Debt and other liabilities become risky for a business when it cannot easily fulfill those obligations, either with free cash flow or by raising capital at an attractive price. Ultimately, if the company can't fulfill its legal obligations to repay debt, shareholders could walk away with nothing. However, a more frequent (but still costly) occurrence is where a company must issue shares at bargain-basement prices, permanently diluting shareholders, just to shore up its balance sheet. Of course, debt can be an important tool in businesses, particularly capital heavy businesses. The first step when considering a company's debt levels is to consider its cash and debt together.

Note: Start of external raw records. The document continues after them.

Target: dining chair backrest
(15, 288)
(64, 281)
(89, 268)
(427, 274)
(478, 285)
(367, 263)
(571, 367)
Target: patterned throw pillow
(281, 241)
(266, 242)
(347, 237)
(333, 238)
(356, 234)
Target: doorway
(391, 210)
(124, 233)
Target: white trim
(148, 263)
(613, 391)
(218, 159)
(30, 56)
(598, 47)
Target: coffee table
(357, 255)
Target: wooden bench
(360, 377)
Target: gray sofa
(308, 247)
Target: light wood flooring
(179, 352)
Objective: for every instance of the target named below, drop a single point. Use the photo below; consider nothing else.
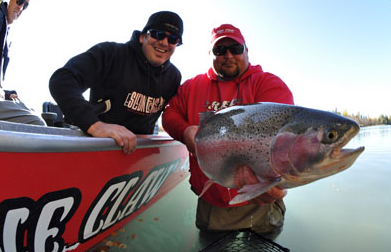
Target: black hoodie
(137, 91)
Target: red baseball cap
(226, 31)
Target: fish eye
(330, 136)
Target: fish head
(310, 146)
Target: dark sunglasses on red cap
(22, 2)
(222, 50)
(159, 35)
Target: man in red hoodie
(231, 80)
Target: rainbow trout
(282, 145)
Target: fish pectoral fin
(207, 185)
(249, 192)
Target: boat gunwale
(16, 137)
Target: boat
(62, 190)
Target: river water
(349, 211)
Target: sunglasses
(222, 50)
(22, 2)
(159, 35)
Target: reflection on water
(349, 211)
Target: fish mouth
(339, 158)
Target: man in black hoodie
(135, 81)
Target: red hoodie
(206, 93)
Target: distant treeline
(365, 120)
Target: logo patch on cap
(171, 26)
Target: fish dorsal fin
(207, 185)
(204, 116)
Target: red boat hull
(69, 201)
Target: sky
(333, 55)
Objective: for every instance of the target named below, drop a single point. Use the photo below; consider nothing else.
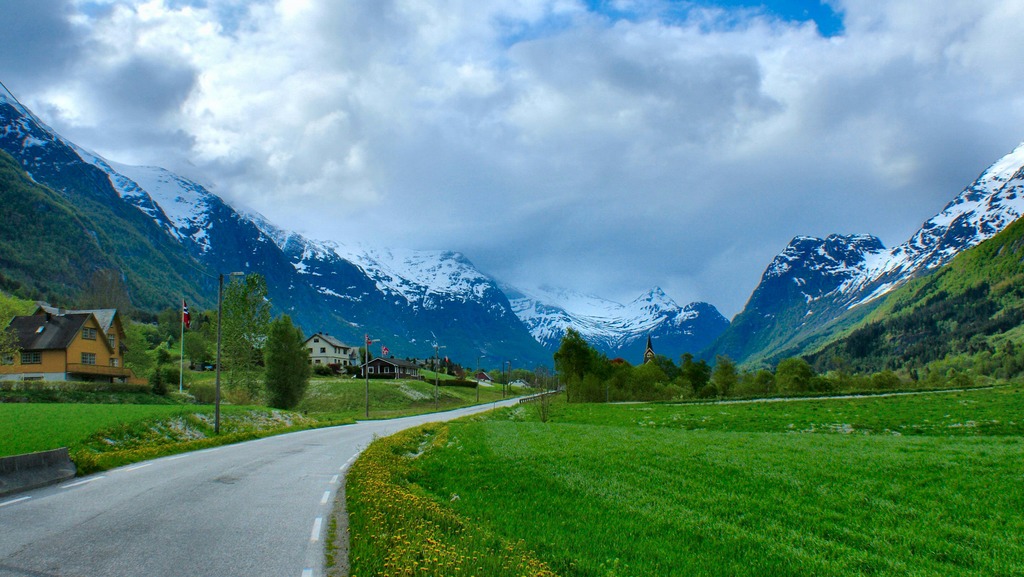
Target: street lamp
(477, 377)
(366, 370)
(436, 371)
(220, 306)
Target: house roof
(329, 339)
(396, 363)
(103, 316)
(47, 332)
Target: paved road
(248, 509)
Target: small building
(58, 344)
(326, 349)
(391, 368)
(648, 354)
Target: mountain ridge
(849, 274)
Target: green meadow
(29, 427)
(103, 429)
(910, 485)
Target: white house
(326, 349)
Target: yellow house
(57, 344)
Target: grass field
(346, 398)
(28, 427)
(914, 485)
(116, 422)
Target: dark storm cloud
(38, 40)
(144, 88)
(550, 141)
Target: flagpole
(181, 360)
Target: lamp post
(216, 393)
(366, 370)
(477, 378)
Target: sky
(602, 146)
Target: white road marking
(80, 483)
(12, 501)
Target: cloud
(607, 150)
(39, 40)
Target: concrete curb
(24, 472)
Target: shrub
(708, 392)
(459, 382)
(205, 393)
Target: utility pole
(437, 370)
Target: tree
(574, 359)
(724, 375)
(247, 315)
(10, 307)
(794, 375)
(696, 374)
(287, 361)
(107, 290)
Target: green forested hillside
(968, 316)
(45, 246)
(76, 250)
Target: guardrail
(23, 472)
(538, 397)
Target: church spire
(648, 355)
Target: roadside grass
(914, 485)
(103, 428)
(102, 437)
(28, 427)
(346, 398)
(399, 530)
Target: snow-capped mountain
(617, 330)
(409, 300)
(813, 283)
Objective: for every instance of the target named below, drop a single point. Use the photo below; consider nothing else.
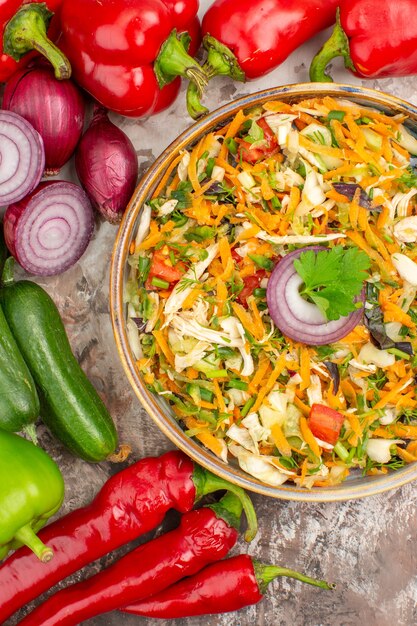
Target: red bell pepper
(203, 536)
(130, 504)
(325, 423)
(376, 38)
(222, 587)
(126, 53)
(249, 38)
(24, 26)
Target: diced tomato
(325, 423)
(161, 269)
(250, 284)
(252, 155)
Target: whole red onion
(55, 108)
(107, 166)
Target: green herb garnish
(333, 278)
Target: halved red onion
(22, 157)
(55, 108)
(49, 230)
(296, 318)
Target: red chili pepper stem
(27, 537)
(336, 46)
(27, 30)
(205, 482)
(220, 62)
(221, 587)
(173, 60)
(265, 574)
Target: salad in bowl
(271, 291)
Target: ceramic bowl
(355, 486)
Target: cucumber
(70, 406)
(19, 402)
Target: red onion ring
(298, 319)
(22, 157)
(49, 230)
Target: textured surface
(367, 547)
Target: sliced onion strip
(296, 318)
(22, 157)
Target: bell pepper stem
(206, 482)
(27, 30)
(26, 536)
(266, 573)
(336, 46)
(220, 62)
(194, 107)
(30, 431)
(173, 60)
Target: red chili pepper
(130, 504)
(222, 587)
(250, 284)
(203, 536)
(269, 145)
(24, 26)
(249, 38)
(325, 423)
(376, 38)
(126, 53)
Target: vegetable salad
(325, 174)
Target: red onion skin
(55, 108)
(14, 213)
(314, 335)
(107, 166)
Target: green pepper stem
(194, 107)
(266, 573)
(30, 431)
(173, 60)
(220, 62)
(27, 31)
(336, 46)
(206, 482)
(26, 536)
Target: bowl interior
(355, 486)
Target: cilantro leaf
(333, 278)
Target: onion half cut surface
(49, 230)
(22, 157)
(297, 318)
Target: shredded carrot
(163, 344)
(304, 368)
(276, 372)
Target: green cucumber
(19, 402)
(70, 406)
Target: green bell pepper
(31, 491)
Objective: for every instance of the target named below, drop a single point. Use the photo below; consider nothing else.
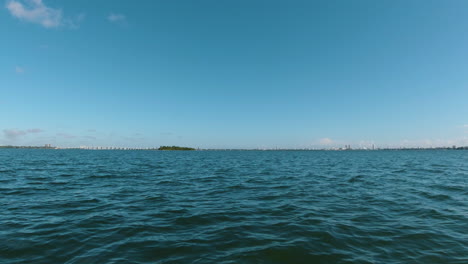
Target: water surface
(78, 206)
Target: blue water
(78, 206)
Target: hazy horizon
(234, 74)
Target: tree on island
(174, 148)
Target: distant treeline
(28, 147)
(174, 148)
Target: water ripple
(69, 206)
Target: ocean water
(78, 206)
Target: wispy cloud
(19, 69)
(13, 134)
(116, 18)
(35, 11)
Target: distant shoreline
(200, 149)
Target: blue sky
(234, 74)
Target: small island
(174, 148)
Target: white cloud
(35, 11)
(19, 69)
(326, 141)
(116, 18)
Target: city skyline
(237, 74)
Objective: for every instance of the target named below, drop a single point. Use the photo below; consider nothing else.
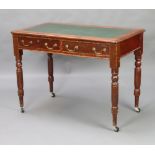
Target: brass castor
(53, 94)
(22, 110)
(137, 109)
(116, 129)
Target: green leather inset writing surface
(79, 30)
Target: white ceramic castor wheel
(22, 110)
(116, 129)
(53, 94)
(137, 109)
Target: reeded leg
(137, 78)
(19, 72)
(50, 73)
(114, 97)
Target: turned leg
(137, 78)
(19, 72)
(50, 73)
(114, 97)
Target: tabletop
(112, 34)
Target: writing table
(83, 41)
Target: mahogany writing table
(83, 41)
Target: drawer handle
(29, 43)
(96, 53)
(51, 48)
(74, 50)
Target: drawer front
(29, 42)
(50, 44)
(86, 48)
(45, 44)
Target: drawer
(46, 44)
(86, 48)
(50, 44)
(29, 42)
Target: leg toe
(22, 110)
(116, 129)
(53, 94)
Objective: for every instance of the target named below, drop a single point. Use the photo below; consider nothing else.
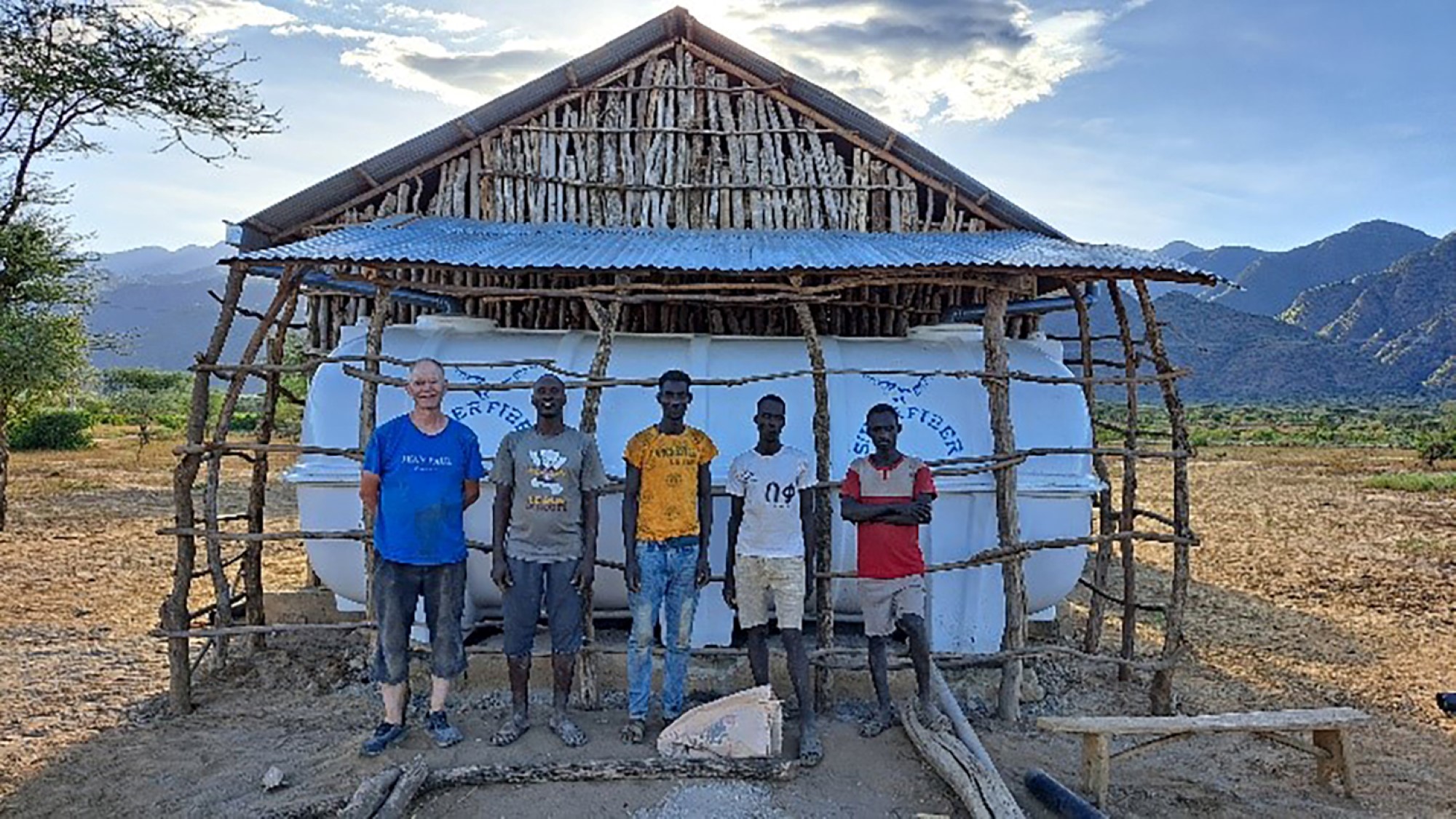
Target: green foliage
(148, 398)
(53, 429)
(43, 302)
(1403, 426)
(74, 68)
(41, 270)
(1415, 481)
(244, 422)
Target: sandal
(569, 732)
(633, 732)
(510, 730)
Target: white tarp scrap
(749, 723)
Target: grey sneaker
(385, 735)
(440, 729)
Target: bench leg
(1096, 767)
(1333, 740)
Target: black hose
(1059, 797)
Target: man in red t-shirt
(889, 497)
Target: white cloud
(419, 63)
(451, 23)
(207, 18)
(919, 60)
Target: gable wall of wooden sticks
(675, 139)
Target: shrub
(244, 422)
(53, 429)
(1438, 446)
(1415, 481)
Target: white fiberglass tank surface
(944, 419)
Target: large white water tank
(944, 417)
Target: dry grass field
(1310, 589)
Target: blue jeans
(669, 585)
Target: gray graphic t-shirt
(547, 477)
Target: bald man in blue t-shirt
(420, 474)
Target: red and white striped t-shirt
(889, 551)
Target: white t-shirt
(769, 487)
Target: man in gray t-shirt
(545, 542)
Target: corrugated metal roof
(467, 242)
(587, 69)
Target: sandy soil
(1310, 590)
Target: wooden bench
(1326, 724)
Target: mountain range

See our latest analysis for Kroger
What Is Kroger's Debt?
You can click the graphic below for the historical numbers, but it shows that Kroger had US$10.3b of debt in February 2024, down from US$11.4b, one year before. However, it does have US$1.88b in cash offsetting this, leading to net debt of about US$8.42b.
How Strong Is Kroger's Balance Sheet?
We can see from the most recent balance sheet that Kroger had liabilities of US$16.1b falling due within a year, and liabilities of US$22.8b due beyond that. Offsetting these obligations, it had cash of US$1.88b as well as receivables valued at US$2.14b due within 12 months. So it has liabilities totalling US$34.9b more than its cash and near-term receivables, combined.
This is a mountain of leverage even relative to its gargantuan market capitalization of US$41.1b. This suggests shareholders would be heavily diluted if the company needed to shore up its balance sheet in a hurry.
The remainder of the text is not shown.